Over 700 active duty military members were wrongfully evicted from their homes by Wells Fargo, Bank of America, Citigroup, JPMorgan and Chase, according to federal regulators.
The biggest banks have long claimed that they rarely forced people out of their homes by mistake, but an $8.5 billion settlement deal with the U.S. government shows that simply isn't true.
Ironically, Wells Fargo has claimed in their advertising to support disabled U.S. military servicemen (video below).
The banks' foreclosures against U.S. servicemen violated the Servicemembers Civil Relief Act, a federal law requiring banks to obtain court orders before foreclosing on active-duty members, but the big banks ignored U.S. law and foreclosed anyway.
No one from any of the banks will face jail time.
The New York Times reports:
Complaints that active military personnel and National Guard members were losing their homes while deployed in war zones set off national outrage and prompted Congressional hearings in 2011. The case of Sgt. James B. Hurley, a disabled veteran whose home outside Hartford, Mich., was sold two months before he returned from Iraq, dragged through the courts for years, highlighting the devastating effect of foreclosures.

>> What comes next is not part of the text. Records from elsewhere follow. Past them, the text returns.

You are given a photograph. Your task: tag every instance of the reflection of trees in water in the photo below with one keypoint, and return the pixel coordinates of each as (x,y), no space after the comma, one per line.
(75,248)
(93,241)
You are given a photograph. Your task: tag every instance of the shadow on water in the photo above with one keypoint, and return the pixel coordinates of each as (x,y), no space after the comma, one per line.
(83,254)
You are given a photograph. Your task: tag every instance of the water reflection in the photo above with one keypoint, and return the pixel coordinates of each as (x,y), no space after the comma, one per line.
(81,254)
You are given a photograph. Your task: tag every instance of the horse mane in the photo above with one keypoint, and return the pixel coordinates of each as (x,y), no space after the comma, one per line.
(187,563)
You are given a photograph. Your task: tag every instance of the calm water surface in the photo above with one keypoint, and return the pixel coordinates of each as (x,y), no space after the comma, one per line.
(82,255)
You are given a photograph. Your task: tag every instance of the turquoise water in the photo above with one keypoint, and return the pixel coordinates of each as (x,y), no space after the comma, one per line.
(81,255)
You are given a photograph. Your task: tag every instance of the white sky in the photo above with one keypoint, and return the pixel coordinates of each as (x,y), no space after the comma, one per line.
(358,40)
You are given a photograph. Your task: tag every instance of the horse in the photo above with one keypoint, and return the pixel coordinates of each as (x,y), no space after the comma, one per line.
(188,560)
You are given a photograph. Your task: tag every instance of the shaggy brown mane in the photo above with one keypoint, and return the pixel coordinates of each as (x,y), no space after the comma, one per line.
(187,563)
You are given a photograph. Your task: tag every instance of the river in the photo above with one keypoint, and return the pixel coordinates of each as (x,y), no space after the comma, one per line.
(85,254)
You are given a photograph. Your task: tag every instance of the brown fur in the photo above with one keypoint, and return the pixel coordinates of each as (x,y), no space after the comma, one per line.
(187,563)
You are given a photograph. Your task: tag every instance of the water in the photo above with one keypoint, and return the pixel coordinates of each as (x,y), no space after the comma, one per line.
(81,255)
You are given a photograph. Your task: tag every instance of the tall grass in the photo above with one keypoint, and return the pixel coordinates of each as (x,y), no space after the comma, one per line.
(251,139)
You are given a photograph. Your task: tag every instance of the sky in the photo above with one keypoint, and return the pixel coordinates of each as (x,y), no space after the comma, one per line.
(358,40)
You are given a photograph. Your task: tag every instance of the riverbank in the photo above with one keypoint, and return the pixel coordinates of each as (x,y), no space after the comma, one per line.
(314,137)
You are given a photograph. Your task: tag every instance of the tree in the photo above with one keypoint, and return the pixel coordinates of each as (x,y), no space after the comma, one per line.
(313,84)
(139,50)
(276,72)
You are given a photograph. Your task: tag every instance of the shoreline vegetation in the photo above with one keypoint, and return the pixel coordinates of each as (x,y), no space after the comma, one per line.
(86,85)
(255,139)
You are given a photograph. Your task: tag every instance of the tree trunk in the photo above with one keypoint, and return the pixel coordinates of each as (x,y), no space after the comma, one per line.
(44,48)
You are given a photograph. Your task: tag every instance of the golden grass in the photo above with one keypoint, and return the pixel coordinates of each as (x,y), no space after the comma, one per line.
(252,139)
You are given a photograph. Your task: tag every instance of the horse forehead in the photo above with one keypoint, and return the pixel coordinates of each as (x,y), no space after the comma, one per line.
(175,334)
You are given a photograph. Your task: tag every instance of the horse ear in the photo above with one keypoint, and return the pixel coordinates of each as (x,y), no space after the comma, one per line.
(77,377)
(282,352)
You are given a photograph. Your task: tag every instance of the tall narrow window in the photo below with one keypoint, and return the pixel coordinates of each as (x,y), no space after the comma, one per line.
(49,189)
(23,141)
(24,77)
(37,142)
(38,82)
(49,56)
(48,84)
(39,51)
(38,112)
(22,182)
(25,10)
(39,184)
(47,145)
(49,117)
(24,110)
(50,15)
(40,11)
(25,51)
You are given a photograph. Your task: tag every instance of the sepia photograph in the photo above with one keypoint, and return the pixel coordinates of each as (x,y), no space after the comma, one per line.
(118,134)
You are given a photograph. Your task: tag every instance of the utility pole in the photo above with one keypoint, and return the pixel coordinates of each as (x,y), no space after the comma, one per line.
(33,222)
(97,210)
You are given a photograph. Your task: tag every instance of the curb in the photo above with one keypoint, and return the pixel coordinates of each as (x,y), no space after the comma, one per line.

In 2011, JPMorgan settled claims that it inappropriately foreclosed on 18 military service members and overcharged 6,000. Bank of America and Morgan Stanley also struck a pact with the Justice Department to settle claims they foreclosed on 178 military members between 2006 and 2009. Sergeant Hurley has since reached a settlement with Deutsche Bank in his case.
But the problems are more extensive than the wave of cases indicated.
When regulators forced them to take a close look at their loans, JPMorgan, Wells Fargo and Bank of America, the largest loan servicers, each discovered about 200 military members whose homes were wrongfully foreclosed on in 2009 and 2010, according to the people with direct knowledge of the findings. Citigroup had at least 100 such foreclosures.